Church of Scientology case under review by the Brussels Council Chamber
Thursday, January 9, 2014
On Thursday, the Brussels Council Chamber began hearing arguments concerning a possible criminal trial of the Scientology movement and a dozen of its members, now 17 years after the first judicial inquiry into this matter began. The federal prosecutor's office wants to prosecute Scientology as a criminal organization and to accuse the suspects of fraud, illegal practice of medicine, violation of privacy laws, and extortion.
The first investigation into the Church of Scientology began in 1997 when several former members filed complaints. Ten years later, the prosecutor's office recommended that twelve persons and two companies, the Belgian branch of the Church of Scientology and the European Office of the Church of Scientology International, be tried in criminal court.

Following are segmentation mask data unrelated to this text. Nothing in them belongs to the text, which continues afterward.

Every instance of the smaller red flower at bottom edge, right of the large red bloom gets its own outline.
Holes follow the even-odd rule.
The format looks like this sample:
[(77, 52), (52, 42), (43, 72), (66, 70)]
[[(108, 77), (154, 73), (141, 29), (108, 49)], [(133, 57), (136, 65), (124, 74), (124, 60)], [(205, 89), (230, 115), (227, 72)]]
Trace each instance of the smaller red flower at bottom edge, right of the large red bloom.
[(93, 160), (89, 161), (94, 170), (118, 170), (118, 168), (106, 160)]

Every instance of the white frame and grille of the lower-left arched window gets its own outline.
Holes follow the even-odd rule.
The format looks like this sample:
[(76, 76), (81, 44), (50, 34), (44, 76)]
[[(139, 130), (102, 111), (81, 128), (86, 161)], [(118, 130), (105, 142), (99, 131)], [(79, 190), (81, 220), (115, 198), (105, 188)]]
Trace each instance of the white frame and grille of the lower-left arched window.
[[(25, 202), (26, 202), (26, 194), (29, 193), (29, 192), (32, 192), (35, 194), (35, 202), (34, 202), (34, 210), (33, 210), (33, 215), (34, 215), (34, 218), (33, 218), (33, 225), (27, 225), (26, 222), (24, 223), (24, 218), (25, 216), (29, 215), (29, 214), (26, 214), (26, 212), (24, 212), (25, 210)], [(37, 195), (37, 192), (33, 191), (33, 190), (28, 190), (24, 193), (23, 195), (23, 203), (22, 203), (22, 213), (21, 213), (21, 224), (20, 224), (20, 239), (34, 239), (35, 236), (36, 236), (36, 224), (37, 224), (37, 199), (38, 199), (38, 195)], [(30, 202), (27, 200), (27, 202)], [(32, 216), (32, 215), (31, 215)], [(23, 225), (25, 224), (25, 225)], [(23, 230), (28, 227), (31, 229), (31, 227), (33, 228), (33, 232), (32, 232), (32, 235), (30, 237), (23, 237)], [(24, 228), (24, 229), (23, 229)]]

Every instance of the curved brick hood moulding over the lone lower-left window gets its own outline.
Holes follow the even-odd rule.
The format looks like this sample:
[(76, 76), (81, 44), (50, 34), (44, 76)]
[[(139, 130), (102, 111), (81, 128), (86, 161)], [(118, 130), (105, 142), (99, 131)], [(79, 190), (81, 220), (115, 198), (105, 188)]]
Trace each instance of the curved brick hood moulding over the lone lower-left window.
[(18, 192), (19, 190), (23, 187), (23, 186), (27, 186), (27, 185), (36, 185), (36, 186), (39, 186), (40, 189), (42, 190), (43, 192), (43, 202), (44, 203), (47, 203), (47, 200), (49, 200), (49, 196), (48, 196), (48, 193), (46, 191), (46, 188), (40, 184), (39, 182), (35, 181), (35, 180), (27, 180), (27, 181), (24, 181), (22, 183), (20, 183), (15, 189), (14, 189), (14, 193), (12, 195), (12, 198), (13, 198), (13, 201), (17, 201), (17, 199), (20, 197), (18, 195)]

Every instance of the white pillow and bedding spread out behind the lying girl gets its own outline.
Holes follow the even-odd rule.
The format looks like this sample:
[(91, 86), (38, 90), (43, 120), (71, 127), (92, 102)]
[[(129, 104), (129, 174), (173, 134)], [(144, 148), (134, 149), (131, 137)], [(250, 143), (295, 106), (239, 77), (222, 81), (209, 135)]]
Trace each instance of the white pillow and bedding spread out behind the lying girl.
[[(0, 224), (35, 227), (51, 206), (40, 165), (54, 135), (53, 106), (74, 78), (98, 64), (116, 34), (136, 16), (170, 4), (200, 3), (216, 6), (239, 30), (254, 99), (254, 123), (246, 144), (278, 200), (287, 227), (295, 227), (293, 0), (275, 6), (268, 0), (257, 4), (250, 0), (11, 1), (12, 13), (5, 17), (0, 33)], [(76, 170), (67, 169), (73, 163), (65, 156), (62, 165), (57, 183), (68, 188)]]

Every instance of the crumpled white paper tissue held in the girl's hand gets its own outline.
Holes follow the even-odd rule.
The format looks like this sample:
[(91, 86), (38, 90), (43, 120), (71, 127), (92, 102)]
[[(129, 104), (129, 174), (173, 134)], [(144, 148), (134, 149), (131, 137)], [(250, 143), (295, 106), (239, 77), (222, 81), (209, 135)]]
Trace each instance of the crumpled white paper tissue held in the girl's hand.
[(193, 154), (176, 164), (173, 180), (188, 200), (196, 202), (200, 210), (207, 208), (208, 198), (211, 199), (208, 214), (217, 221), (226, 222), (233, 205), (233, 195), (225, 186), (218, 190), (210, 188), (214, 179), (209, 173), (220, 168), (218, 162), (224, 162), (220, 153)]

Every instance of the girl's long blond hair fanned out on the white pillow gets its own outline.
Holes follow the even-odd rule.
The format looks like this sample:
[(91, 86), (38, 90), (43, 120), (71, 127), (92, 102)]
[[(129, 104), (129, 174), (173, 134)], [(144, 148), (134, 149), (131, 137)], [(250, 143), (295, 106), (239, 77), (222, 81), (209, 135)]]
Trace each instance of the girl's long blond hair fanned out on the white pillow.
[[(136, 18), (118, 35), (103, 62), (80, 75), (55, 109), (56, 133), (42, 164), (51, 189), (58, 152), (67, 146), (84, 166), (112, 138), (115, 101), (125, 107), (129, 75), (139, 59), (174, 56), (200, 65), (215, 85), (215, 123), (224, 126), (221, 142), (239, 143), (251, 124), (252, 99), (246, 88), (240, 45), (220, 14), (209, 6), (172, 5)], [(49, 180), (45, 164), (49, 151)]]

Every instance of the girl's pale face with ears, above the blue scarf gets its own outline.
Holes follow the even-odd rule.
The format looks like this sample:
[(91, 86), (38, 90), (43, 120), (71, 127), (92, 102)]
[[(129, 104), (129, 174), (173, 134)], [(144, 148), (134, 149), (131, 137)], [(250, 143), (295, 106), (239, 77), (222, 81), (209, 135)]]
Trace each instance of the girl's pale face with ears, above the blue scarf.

Before this case reached the Council Chamber, a second investigation was launched after a complaint was filed by the Brussels Regional Employment Office (Actiris). The Church of Scientology was suspected of advertising counterfeit job offers. Persons who answered the ads were not awarded a job, but instead found themselves in a kind of volunteer status.
A few months ago, the federal prosecutor's office decided to merge the two investigations. The Council Chamber must now choose which persons and entities would stand trial in criminal court.
The Scientology movement was founded in 1954 by American science fiction writer L. Ron Hubbard, and it claims 12 million members in 8,000 churches and 165 countries.
According to the federal prosecutor's office and attorneys, the Council Chamber's proceedings will span about four weeks.